Indian Marxists, still convinced that class is the predominant determinant, are still reeling from the uppercut they received from Bengali Muslims in the recently held panchayat elections. Their grief is mixed with resentment: they gave Muslims protection from riots, and is this the reward? Peace was their sole exchange rate for the Muslim vote. It was a patronising view of secularism.
The CPM has not changed in three decades of power in Bengal, but the Bengali Muslim has. The young Bengali Muslim does not want to be a protected species. He believes he is an equal under the Indian Constitution. Safety of life is his right, not a favour. He wants jobs, education and healthcare, like the Bengali Hindu. And he wants the protection of his faith-identity. Biman Bose, the state party chief, attributed his party's sudden implosion to the corruption of its cadre. If that was the principal reason, the CPM ebb tide would have begun three elections ago. The tectonic shift has been led by the change in the Muslim vote.
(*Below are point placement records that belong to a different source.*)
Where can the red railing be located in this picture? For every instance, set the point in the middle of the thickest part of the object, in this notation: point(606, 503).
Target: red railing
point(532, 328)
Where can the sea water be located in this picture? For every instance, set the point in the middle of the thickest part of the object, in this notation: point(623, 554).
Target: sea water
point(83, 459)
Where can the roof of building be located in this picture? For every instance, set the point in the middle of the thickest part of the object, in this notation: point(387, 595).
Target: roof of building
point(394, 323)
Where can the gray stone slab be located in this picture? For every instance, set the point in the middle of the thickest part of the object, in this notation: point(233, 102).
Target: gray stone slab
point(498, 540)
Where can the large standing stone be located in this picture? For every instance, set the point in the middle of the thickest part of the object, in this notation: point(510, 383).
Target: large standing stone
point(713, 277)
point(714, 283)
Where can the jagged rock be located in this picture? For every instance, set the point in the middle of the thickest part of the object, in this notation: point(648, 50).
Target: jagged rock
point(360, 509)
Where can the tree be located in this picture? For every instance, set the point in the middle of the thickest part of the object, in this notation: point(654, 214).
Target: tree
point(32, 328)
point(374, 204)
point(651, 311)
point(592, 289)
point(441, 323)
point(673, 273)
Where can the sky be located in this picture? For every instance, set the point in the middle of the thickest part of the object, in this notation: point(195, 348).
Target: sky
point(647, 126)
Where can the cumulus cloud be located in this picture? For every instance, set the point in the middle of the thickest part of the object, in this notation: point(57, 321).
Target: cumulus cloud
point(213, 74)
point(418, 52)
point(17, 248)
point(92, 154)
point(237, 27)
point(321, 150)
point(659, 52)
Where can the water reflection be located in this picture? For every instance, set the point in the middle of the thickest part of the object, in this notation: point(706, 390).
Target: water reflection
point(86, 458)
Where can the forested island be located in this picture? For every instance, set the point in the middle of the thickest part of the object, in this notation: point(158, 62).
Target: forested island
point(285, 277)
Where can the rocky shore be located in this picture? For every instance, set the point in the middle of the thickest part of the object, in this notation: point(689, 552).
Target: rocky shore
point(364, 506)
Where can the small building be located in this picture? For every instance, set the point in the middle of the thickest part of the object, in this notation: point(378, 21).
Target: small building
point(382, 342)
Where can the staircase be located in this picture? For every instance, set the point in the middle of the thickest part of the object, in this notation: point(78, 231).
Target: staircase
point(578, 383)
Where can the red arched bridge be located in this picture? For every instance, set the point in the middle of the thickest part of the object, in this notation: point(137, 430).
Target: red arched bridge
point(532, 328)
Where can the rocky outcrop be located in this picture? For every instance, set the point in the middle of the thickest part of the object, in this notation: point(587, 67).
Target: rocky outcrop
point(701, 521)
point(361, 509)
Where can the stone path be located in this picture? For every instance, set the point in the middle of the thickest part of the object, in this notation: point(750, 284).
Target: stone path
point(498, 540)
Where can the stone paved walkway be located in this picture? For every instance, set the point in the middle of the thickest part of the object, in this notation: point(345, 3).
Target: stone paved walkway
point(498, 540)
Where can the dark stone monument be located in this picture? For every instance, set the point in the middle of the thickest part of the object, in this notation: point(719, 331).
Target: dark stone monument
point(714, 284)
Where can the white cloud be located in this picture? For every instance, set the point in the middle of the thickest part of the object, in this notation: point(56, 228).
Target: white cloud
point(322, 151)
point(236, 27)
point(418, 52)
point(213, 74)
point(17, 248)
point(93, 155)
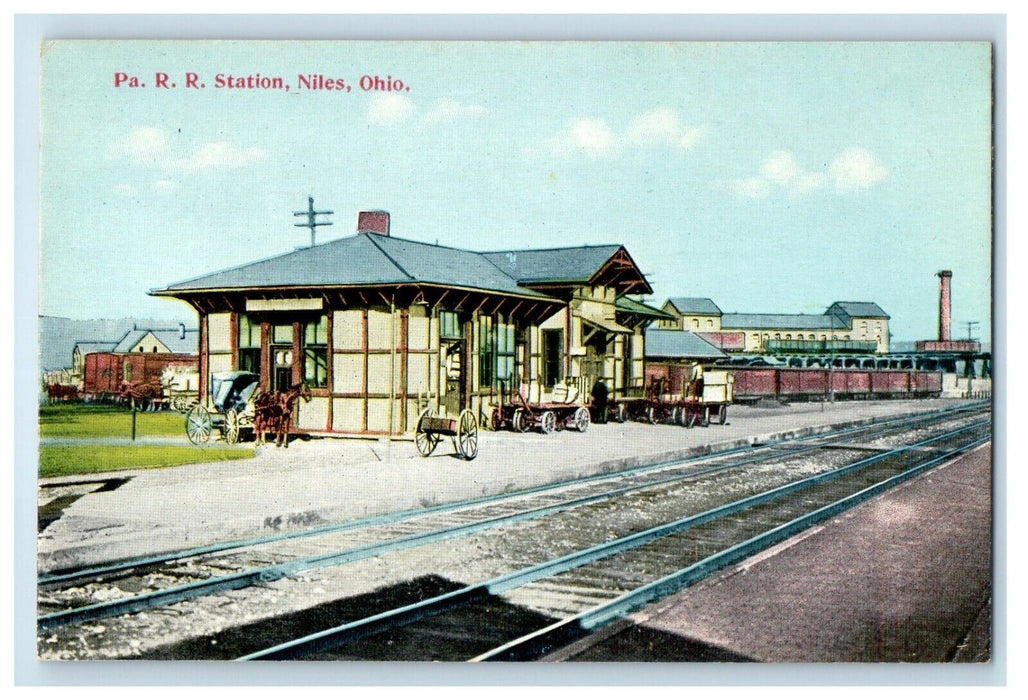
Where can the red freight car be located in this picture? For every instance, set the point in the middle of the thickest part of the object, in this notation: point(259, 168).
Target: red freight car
point(797, 384)
point(105, 374)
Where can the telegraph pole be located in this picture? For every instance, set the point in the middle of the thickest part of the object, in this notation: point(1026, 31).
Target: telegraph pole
point(311, 223)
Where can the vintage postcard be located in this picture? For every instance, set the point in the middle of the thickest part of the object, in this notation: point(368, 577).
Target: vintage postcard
point(515, 351)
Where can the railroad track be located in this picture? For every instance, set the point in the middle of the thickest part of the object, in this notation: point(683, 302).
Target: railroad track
point(402, 531)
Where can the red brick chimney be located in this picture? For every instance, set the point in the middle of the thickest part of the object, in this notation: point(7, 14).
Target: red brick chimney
point(944, 304)
point(373, 222)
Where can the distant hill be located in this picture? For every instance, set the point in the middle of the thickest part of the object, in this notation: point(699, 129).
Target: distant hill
point(59, 335)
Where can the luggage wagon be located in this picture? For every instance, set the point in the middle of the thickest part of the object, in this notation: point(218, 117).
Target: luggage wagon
point(228, 408)
point(684, 395)
point(563, 411)
point(462, 430)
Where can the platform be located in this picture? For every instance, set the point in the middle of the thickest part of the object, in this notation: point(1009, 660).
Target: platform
point(905, 577)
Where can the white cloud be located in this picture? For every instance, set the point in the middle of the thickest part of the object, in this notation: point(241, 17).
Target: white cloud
point(855, 169)
point(780, 167)
point(450, 110)
point(593, 138)
point(389, 110)
point(219, 154)
point(660, 127)
point(150, 146)
point(755, 188)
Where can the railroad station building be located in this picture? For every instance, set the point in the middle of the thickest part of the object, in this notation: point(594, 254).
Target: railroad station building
point(380, 327)
point(844, 327)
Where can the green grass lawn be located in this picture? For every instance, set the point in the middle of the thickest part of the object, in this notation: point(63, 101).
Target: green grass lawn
point(70, 459)
point(78, 420)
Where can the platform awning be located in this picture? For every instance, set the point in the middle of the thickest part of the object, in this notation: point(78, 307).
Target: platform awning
point(602, 325)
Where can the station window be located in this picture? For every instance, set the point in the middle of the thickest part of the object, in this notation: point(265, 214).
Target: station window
point(249, 344)
point(316, 353)
point(449, 325)
point(496, 352)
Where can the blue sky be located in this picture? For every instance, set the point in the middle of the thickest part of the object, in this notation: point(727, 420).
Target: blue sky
point(770, 177)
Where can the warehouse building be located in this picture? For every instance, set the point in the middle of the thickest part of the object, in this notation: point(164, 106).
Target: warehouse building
point(844, 327)
point(379, 327)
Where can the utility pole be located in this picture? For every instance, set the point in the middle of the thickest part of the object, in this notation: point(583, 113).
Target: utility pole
point(971, 326)
point(311, 223)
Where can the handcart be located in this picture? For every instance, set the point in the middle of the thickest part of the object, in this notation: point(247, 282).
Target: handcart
point(462, 430)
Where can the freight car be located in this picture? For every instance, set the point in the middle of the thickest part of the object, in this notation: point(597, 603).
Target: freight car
point(753, 383)
point(106, 375)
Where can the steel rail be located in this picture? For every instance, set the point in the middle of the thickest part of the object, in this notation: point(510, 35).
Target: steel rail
point(336, 636)
point(64, 576)
point(543, 641)
point(271, 573)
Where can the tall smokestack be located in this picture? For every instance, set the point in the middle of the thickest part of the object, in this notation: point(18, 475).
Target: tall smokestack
point(944, 304)
point(372, 222)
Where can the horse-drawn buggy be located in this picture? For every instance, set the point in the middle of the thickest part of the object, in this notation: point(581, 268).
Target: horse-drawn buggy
point(563, 410)
point(228, 408)
point(235, 407)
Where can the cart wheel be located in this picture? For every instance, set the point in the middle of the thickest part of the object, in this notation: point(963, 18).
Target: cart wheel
point(548, 422)
point(582, 419)
point(198, 425)
point(467, 435)
point(231, 428)
point(426, 442)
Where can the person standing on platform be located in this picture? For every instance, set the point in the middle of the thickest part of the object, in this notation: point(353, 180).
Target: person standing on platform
point(599, 401)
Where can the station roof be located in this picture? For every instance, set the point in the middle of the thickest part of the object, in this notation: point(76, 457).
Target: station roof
point(782, 321)
point(693, 304)
point(848, 309)
point(629, 305)
point(369, 259)
point(608, 264)
point(86, 346)
point(669, 343)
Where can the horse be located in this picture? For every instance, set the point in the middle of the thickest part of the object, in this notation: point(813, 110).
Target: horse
point(273, 413)
point(145, 396)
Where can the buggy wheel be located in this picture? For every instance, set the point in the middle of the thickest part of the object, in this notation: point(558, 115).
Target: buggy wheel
point(426, 442)
point(518, 422)
point(198, 425)
point(467, 435)
point(582, 419)
point(548, 422)
point(230, 429)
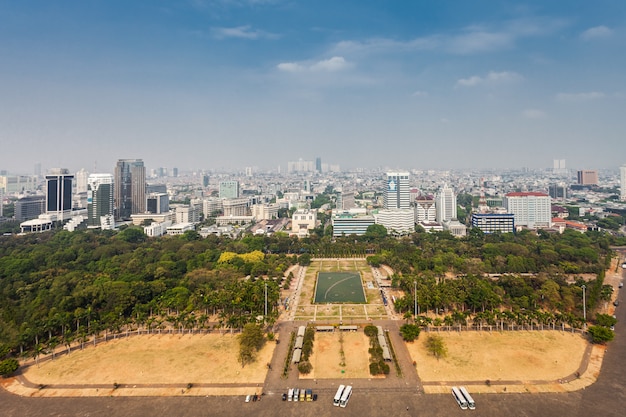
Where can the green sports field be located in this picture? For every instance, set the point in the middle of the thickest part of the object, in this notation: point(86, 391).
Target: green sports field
point(339, 287)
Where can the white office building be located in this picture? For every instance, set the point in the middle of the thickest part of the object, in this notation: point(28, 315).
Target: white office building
point(622, 171)
point(531, 209)
point(397, 193)
point(446, 204)
point(397, 222)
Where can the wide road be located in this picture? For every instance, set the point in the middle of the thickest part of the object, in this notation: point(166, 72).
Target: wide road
point(606, 398)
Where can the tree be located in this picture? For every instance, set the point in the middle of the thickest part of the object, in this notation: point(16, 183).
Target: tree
point(8, 366)
point(409, 332)
point(605, 320)
point(375, 231)
point(600, 334)
point(436, 346)
point(251, 340)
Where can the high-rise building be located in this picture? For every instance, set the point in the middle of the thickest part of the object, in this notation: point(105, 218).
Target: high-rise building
point(82, 177)
point(531, 209)
point(100, 208)
point(446, 204)
point(130, 187)
point(622, 171)
point(29, 208)
point(397, 193)
point(59, 192)
point(587, 177)
point(425, 209)
point(158, 203)
point(229, 189)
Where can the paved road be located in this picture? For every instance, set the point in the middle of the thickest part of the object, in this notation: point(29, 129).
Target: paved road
point(606, 398)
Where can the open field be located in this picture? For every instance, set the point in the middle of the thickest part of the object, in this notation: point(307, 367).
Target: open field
point(327, 360)
point(339, 287)
point(307, 309)
point(519, 355)
point(155, 359)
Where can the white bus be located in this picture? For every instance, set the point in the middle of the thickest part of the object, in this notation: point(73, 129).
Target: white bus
point(470, 401)
point(345, 397)
point(337, 398)
point(460, 399)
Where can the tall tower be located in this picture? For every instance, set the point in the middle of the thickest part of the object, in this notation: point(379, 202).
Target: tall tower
point(100, 201)
point(397, 193)
point(59, 192)
point(446, 204)
point(622, 171)
point(130, 187)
Here is a paradoxical thought. The most successful Muslim leader of the 20th century, Mohammed Ali Jinnah, was a secular-fundamentalist in his personal life, and a man with a single-point mission in his politics: security for Muslims. Jinnah had open contempt for Gandhi ("That Hindu revivalist!"). Jinnah was privately contemptuous of the Muslim mullahs. He understood only the law, and convinced himself that equality for Muslims could never be achieved in any Constitution acceptable to an united India.

Six decades later, Bengali Muslims are upending that logic. Their politics is born out of the self-confidence of equality. They have the right, as much as a Bengali Hindu, to tell the state that law and order is a duty and not a gift. They insist on stretching security to faith, food, incomes and jobs. The fog of uncertainty in which the fear psychosis of the 1940s flourished has given way to the clarity of a citizen's rights, and the anger of citizens denied their due. Jinnah, incidentally, was perceptive to say, at one point, that the passions of Indian Muslims were like soda water. He maximised its power before the water went flat.
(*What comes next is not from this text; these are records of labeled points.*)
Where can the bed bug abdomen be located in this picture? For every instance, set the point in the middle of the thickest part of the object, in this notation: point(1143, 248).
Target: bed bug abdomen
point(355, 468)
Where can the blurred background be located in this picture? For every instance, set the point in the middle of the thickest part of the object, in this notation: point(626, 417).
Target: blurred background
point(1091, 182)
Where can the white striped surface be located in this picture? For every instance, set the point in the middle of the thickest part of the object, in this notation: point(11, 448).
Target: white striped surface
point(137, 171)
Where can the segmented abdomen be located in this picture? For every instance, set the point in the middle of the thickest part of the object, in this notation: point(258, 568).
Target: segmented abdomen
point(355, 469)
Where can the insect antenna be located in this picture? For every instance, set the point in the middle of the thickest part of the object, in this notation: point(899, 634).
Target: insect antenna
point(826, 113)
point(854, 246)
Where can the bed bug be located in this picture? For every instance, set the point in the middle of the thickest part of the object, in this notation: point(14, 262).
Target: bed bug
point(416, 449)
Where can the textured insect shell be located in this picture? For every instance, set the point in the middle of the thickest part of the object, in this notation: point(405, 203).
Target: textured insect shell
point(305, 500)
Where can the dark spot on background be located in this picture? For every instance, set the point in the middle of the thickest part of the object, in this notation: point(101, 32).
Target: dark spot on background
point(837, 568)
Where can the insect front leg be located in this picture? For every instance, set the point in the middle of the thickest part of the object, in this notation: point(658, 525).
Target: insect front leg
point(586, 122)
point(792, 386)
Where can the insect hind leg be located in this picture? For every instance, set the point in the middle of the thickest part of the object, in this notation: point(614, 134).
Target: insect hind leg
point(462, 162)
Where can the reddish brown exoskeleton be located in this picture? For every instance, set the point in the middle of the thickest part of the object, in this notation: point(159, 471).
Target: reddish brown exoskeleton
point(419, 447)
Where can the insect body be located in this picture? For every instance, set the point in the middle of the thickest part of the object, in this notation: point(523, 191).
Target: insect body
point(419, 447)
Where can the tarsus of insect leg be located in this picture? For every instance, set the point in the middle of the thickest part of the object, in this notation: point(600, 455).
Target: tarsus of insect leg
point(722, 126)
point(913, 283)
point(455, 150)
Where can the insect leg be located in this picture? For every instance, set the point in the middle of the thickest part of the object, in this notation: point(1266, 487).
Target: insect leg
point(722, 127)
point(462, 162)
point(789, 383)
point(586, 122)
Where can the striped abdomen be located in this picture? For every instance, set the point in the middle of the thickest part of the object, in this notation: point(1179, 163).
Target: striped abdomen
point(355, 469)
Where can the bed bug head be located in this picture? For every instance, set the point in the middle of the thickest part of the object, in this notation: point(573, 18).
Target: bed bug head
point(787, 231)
But the new power of Muslims is stable; it is the power of an equal. Jinnah, it is not widely known, enjoyed going to the races in Bombay. In 1946, just a year before Pakistan was born, he gave a tip to a friend, telling him to bet on a horse called Hindustan, which was giving odds of nearly seven to one. The friend protested: how could Jinnah recommend anything called 'Hindustan'? "Never mind," said Jinnah, "it is only a horse."

Two generations later, Hindustan is showing the pedigree of a champion, galloping ahead despite the scepticism of punters who gave it no better odds than seven to one. Indian Muslims want to gallop to victory on that horse, for it belongs to them as much as it does to any other Indian community.